NovelToon NovelToon

Senja Terakhir

Pulang

"Kak Surya...", Senja menggigit bibir bawahnya, menahan sesak yang meluluh lantakkan tawa cerianya dalam sekejap. Matanya sejurus bertemu dengan mata  lelaki di depan sana, lelaki yang tengah siap menyematkan cincin pertunangan ke jemari kakak perempuannya.

"Ayo sayang", Wanita paruh baya disebelah Lelaki itu mengingatkan si Lelaki untuk segera menyematkan cincin di jari manis Tunangannya itu.

Riuh tepuk tangan bergemuruh sebagai pertanda bahwa ikatan pertama dari dua  keluarga telah terjalin, pertunangan pengusaha muda  Surya Ambara dengan Pijara Kalandra, putri pertama dari pengusaha ternama Ajipati Kalandra.

Senyuman jelas terukir di wajah  Ajipati dan Istrinya Winaya, begitupula dengan Pijar, raut bahagia  tak pernah memudar dari wajah cantiknya yang teduh dan menawan.

Berbeda halnya dengan Senja, hatinya bergemuruh, isi kepalanya mendadak kosong, tatapannya tetap terkunci pada lelaki tunangan kakaknya.

"Adek sini...",Pijar memanggil adiknya

Yang dipanggil tak bergeming

"Adek, Mba panggil kamu loh, sini sayang samperin mba", kali ini ucapan sang mama di sisinya mampu mengembalikan kewarasan Senja, kemudian Senja maju kedepan menghampiri keluarganya.

"Ini adiknya Pijar yah, namanya siapa? tante lupa", Yunia, Ibu dari Surya mengulurkan tangannya

"Senja...., ehemmm Senja Tante", Senja menyalim tangan Yunia sembari mengulangi namanya karena ucapan pertamanya nyaris tak keluar suara, dia bahkan tak mampu berdiri dengan benar, semua terasa berat dan bergetar.

"Adek....,terima kasih yah", Pijar merengkuh tubuh adik kesayangannya, mereka berdua saling berpelukan, cukup lama sebelum akhirnya Pijar mengapit kedua pipi adiknya dengan sayang.

"Kangen kamu dek" , kemudian mengecup kening adiknya, sesayang itu.

"Sini mba kenalin ke Mas Bara", Pijar mengulurkan tangan Senja pada tuangannya,

"Bara", Bara mengulurkan tangannya pada Senja tetapi Senja mematung, lalu tepukan halus Pijar di lengannya menyadarkan Senja.

"Senja"\, membalas uluran tangan lelaki itu\, kali ini bukan hanya hatinya\, tapi isi kepalanya ikut kosong\, lelaki di depannya seharusnya bernama Surya\, bukan Bara kan????\, **semoga memang bukan Surya....**batinnya.

Seolah isi kepanya transparan dan mudah terbaca, dengan cepat Bara menambahkan lagi

"Surya Ambara",

tres...tes...tes....,tak mampu lagi Senja membendung air matanya, dia melepaskan tangan lelaki itu, sedikit berbalik pada kakaknya

"Mba...selamat mba", pelukan Senja erat pada sang kakak

"Terima kasih Dek, mba sangat bahagia adek mau pulang untuk mba, mba rindu adek", Pijar juga tersedu dipelukan Senja, masing - masing dari mereka meluapkan perasaan, Pijara dengan perasaan haru saat adik kesayangan yang sudah 5 tahun berpisah, datang di hari bahagianya bersama sang kekasih, sementara Senja terisak karena mengulang luka patah hatinya kembali, setelah sekian tahun mengapa lukanya masih terasa sesakit ini?, masihkah cinta??
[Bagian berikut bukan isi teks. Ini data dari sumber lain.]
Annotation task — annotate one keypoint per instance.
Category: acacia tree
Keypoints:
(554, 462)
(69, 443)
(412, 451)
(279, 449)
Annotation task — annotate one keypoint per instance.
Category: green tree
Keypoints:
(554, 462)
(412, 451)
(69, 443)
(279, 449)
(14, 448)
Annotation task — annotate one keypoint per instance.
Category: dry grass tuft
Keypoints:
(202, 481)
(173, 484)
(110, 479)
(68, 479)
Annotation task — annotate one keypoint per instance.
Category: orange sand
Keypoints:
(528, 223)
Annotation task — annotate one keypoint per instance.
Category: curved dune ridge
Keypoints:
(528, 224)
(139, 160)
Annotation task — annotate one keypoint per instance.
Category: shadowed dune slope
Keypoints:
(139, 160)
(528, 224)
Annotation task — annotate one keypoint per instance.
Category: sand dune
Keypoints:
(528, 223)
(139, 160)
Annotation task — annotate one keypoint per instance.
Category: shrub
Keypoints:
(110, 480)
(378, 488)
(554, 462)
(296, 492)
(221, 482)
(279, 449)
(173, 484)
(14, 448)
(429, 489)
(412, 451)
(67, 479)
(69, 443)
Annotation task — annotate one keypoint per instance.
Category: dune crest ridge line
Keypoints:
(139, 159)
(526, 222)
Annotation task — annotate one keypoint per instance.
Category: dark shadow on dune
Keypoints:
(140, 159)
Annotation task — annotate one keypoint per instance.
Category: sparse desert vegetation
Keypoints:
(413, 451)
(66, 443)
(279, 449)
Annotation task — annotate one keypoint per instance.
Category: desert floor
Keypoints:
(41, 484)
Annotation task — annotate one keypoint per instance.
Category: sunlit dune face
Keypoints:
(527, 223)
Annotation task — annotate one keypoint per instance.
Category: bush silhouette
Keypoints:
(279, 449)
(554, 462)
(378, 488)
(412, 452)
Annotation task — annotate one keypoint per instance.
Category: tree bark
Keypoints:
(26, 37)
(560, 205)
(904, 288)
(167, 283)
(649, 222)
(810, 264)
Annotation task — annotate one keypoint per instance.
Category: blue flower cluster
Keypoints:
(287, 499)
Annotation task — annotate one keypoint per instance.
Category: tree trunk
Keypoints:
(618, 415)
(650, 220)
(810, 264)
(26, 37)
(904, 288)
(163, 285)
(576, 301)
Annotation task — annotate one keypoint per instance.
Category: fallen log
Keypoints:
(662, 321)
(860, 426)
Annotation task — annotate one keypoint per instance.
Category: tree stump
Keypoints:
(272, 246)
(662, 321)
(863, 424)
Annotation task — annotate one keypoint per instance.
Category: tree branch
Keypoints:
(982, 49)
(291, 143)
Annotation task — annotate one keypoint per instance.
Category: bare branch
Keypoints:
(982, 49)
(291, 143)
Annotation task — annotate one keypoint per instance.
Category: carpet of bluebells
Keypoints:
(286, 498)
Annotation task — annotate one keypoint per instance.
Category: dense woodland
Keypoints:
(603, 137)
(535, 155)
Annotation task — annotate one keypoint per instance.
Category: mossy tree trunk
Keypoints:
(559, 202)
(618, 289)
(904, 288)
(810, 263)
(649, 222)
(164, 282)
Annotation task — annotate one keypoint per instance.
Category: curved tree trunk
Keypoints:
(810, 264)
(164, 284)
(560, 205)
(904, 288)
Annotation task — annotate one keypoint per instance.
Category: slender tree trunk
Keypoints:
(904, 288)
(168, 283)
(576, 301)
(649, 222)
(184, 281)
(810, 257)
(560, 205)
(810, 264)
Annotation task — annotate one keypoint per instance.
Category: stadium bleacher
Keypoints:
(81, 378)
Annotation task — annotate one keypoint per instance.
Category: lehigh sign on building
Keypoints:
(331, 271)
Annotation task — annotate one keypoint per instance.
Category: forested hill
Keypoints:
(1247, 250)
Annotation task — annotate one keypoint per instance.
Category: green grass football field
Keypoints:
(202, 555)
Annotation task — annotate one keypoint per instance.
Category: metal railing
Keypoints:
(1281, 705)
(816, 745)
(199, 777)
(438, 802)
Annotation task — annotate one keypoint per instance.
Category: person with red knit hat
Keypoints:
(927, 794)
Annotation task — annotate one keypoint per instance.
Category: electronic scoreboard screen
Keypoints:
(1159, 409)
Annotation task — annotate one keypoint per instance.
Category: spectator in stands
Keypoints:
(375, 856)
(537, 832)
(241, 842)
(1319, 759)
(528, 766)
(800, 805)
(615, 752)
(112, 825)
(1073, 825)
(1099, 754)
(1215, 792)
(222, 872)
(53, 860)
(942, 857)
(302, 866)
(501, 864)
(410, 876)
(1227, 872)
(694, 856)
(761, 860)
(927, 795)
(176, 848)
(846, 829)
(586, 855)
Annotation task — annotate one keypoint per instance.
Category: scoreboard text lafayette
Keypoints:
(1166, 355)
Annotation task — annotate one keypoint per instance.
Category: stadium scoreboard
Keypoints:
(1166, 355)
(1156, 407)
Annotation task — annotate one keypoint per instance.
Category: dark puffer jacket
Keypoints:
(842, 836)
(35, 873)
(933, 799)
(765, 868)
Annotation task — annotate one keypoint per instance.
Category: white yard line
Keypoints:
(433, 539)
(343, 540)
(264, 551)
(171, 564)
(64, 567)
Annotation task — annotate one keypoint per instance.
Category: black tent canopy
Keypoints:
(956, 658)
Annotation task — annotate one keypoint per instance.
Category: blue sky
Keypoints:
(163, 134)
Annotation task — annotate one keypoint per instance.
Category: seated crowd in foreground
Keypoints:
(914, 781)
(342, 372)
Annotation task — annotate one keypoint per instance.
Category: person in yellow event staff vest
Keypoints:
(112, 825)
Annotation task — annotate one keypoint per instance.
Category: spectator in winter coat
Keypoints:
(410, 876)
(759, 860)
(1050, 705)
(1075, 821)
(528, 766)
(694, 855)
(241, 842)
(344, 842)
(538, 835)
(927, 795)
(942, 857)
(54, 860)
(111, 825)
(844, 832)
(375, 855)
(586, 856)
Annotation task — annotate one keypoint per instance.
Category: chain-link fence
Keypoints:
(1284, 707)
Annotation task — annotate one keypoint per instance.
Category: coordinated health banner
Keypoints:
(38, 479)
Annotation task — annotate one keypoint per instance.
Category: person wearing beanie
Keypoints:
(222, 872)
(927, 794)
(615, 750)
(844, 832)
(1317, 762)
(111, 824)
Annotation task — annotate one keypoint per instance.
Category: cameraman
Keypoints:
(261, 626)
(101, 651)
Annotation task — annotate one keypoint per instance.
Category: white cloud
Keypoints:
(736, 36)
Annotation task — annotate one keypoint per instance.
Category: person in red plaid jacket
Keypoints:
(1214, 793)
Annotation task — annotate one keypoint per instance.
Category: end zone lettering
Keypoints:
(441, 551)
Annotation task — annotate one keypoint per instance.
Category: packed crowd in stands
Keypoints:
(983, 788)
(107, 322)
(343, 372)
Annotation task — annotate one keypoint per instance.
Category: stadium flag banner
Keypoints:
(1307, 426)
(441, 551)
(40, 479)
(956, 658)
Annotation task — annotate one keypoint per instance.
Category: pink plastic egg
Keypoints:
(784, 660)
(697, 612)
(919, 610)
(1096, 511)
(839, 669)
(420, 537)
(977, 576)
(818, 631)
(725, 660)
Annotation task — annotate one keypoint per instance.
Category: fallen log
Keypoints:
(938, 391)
Sementara Yunia melihat Bara putranya yang sedari sebelum penyematan cincin sudah terlihat berbeda, Ibu adalah Ibu, Beliau selalu mampu mejadi satu - satunya orang yang sadar dengan ketidakberesan seorang anak, meski sikap Bara tetap tenang namun riak wajahnya sendu, Ibunya tau.....putranya sedang tidak baik - baik saja, Ada apa???

Tak ingin kehilangan kesempatan untuk adiknya, Pijar sedikit mendorong tubuh Senja untuk mendekati sang Papa,

Pijara yakin, di depan khalayak ramai dan di depan rekan bisnisnya, Papa akan bersikap sedikit lunak pada Senja.

"Papah...,Papah sehat?", Senja meraih punggung tangan papanya dan menciumnya takzim, ada segurat pedih berbalut rindu yang dirasakan Senja. Seperti tak ingin kehilangan waktu, Senja segera menciumi kedua pipi sang papa.

Ajisaka tak menyahut, tetapi dia membalas Senja dengan ciuman singkat di dahi gadis itu, Senja bersorak dalam hati, "Apakah mimpi pertamaku akan terwujud setelah lama berpisah dari Papah?' bathinnya.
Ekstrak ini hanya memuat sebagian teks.